We sat on the velvet couch like it might vanish. I asked questions I didn’t know how to ask. He answered like every word cost him a year. In this future, I was gone. I had been for a long time.
“You disappeared, without warning, without a trace.” He said.
“When?”
“Before we ever really began.”
That’s when I felt it... the pull. The ruby warming in my palm. I wasn’t meant to stay.
“I don’t know you. I think I’m not supposed to be here.”
“I think you know me. Deep in your soul, you always have.”
The ruby’s pulse quickened. He was right, whatever it was deep within me, a throbbing lust. I knew something was connecting us.
“Time doesn’t care if we’re ready. It only cares if we’re honest.”
“Then be honest with me now. Tell me what happens if I stay.”
He looked at me, no, not at me, through me.
“You’ll forget this. When you return.

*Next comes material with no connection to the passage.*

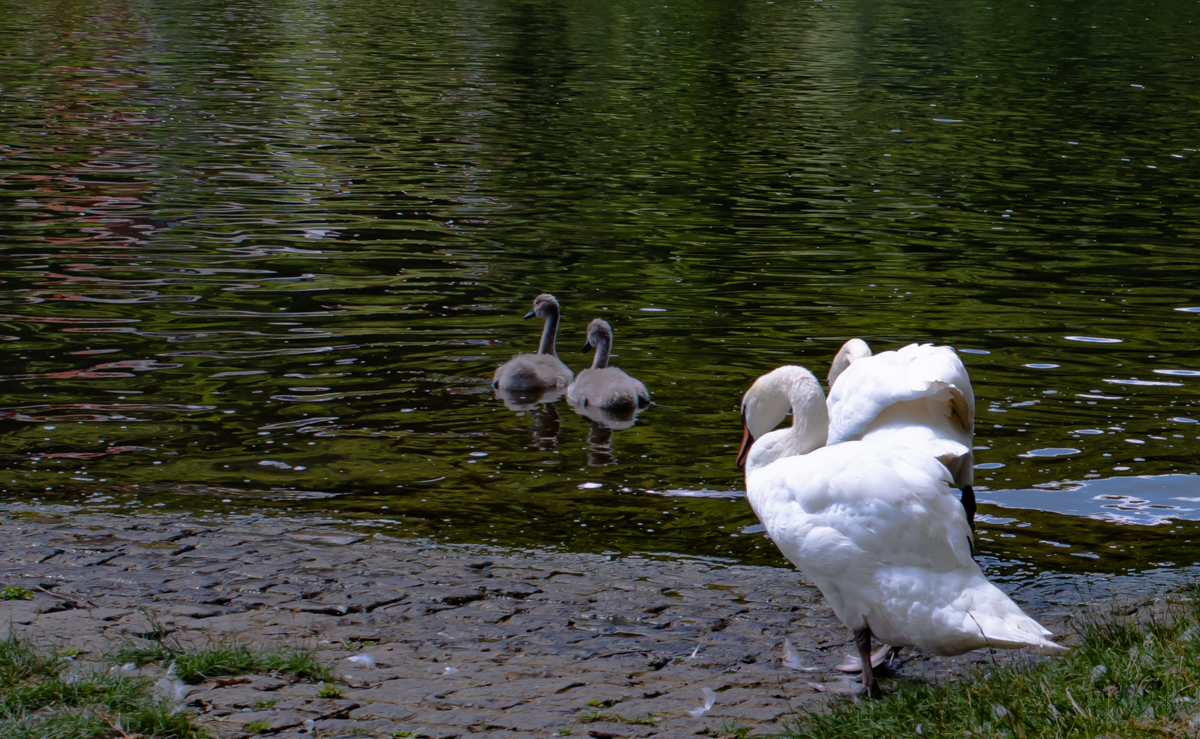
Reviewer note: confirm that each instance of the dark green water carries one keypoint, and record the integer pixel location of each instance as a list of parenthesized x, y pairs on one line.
[(265, 256)]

Until the moment you’re meant to remember.”
“And then?”
“And then it’ll be your turn to wait.”
I didn’t want to go. I didn’t want to leave a man whose name I’d never heard but had always known. The ruby was glowing now, and I could feel the room beginning to dissolve. The edges of the future fraying into fog.
“I’ll find you again,” I said.
“You already have.”
“Remember,” he said, and the word rang like a bell struck from within.
When I opened my eyes, the shoebox was gone. The closet was darker than before. My hands were empty. Somewhere, deep in the marrow of my bones, a name I had never spoken hummed like a promise: Wren.
I did remember him. I searched for weeks. I found nothing. No records, no photos, no mention of that future. Cruelly, I kept dreaming of him. I kept dreaming of a couch I never owned and music I hadn’t heard. I dreamed of a man with eyes like falling twilight who spoke to me like the years had been counting down to a single moment.
Once, only once, while walking past a dusty old shop window, I caught my own reflection. Except it wasn’t mine. It was me, older, wiser, smiling. A ruby at her throat. Just behind her… A man was waiting with a crooked smile.